The Morality of NIMBYby Jeff Wagner
Originally published in the Boulder Daily Camera, January 2, 2015 and subject to much debate in the following weeks.
The Boulder County commissioners sent a clear message by extending the fracking moratorium: We don't want fracking in Boulder County. As an environmentalist, I'm left with a bad taste in my mouth because we are not banning natural gas use, just the extraction that would bring our environmental impact and pollution to our doorstep.
As an affluent area, Boulder County has the luxury of being able to say no to fracking but yes to natural gas consumption, essentially paying energy companies to continue fracking in someone else's home. Fracking is a lifestyle choice: something we choose to encourage through our consumption. I believe that extending the moratorium comes with the moral responsibility to stop encouraging fracking.
Depending who you ask, fracking produces between 30 percent and 80 percent of the natural gas we consume in this country. That's a large enough portion to assume that when you consume natural gas, part of it came from fracking.
Natural gas is a huge portion of the energy we use. Thirty percent of the American electricity supply is produced from natural gas. Natural gas is heating our homes and businesses. It's at the root of industrial processes that make the things we use every day. Even other fuels like the coal that Boulder's power plant burns or the gasoline in your car use natural gas at some point in their extraction, refining, and transportation. According to the federal government's Energy Information Administration, Americans consume nearly as much energy from natural gas as we consume electricity from all sources combined.
Natural gas use is so pervasive in this country that nearly everything we buy, eat, drive, and throw away was produced or transported using natural gas or electricity from natural gas. It's a building block for the long, stringy molecules that make up plastic and synthetic fabrics like nylon and polyester. Natural gas is the primary ingredient in synthetic fertilizers (the other ingredient is air). When you eat food grown with synthetic fertilizers, you're actually consuming natural gas from fracking that went through a superheated industrial process to become fertilizer that plants could integrate as part of themselves. As the saying goes, you are what you eat. If you follow the chain, we live in a world where fracking isn't just something that's happening. We are fracking. Saying no to natural gas turns out to be a lot more difficult than it seems because when you look around, it's literally in almost everything, including us.
The moratorium extension is a bold statement of Boulder County's environmental values. We have two choices now. Do we embrace hypocrisy and continue using natural gas that came from fracking somewhere else? As author Bryant McGill writes, "violent consumption demands violent production." Or, do we back up our values with action and take some hard steps to divest our lifestyles from natural gas?
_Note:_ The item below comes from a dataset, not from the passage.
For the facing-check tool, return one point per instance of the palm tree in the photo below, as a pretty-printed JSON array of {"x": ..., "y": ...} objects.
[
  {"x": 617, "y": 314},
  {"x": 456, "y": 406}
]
Thirty-five years ago, Jimmy Carter told Americans that when it comes to energy, "there are no short-term solutions to our long-range problems. There is simply no way to avoid sacrifice." Most steps we can take towards a post-fracking and post-natural gas world have been discussed for decades. Organic agriculture eliminates the need for natural gas in the form of synthetic fertilizers. Purchasing locally and using human-powered transportation lowers fossil fuel use in transportation and fuel extraction. Living simple lifestyles in general reduces our reliance on natural gas. Natural gas is connected to everything we consume, so the path away from fracking is the path away from consumption.
Throughout the debates about fracking, I have seen the people of Boulder County express such passion for our environment. We've spent so much time and energy fighting fracking, but to what end? What we need now is the passion and commitment to change our actions to align with our values. Conservationist David Brower often said, "If you are against something, you are always for something. If you are against a dam, you are for a river." Boulder County has sent a very clear message: We are against fracking. Now it's time we ask ourselves, if we are against fracking, what are we for?
Jeff Wagner is an environmental educator living in Boulder.
In the weeks after publication of this essay, the Daily Camera published a long string of letters to the editor published in response.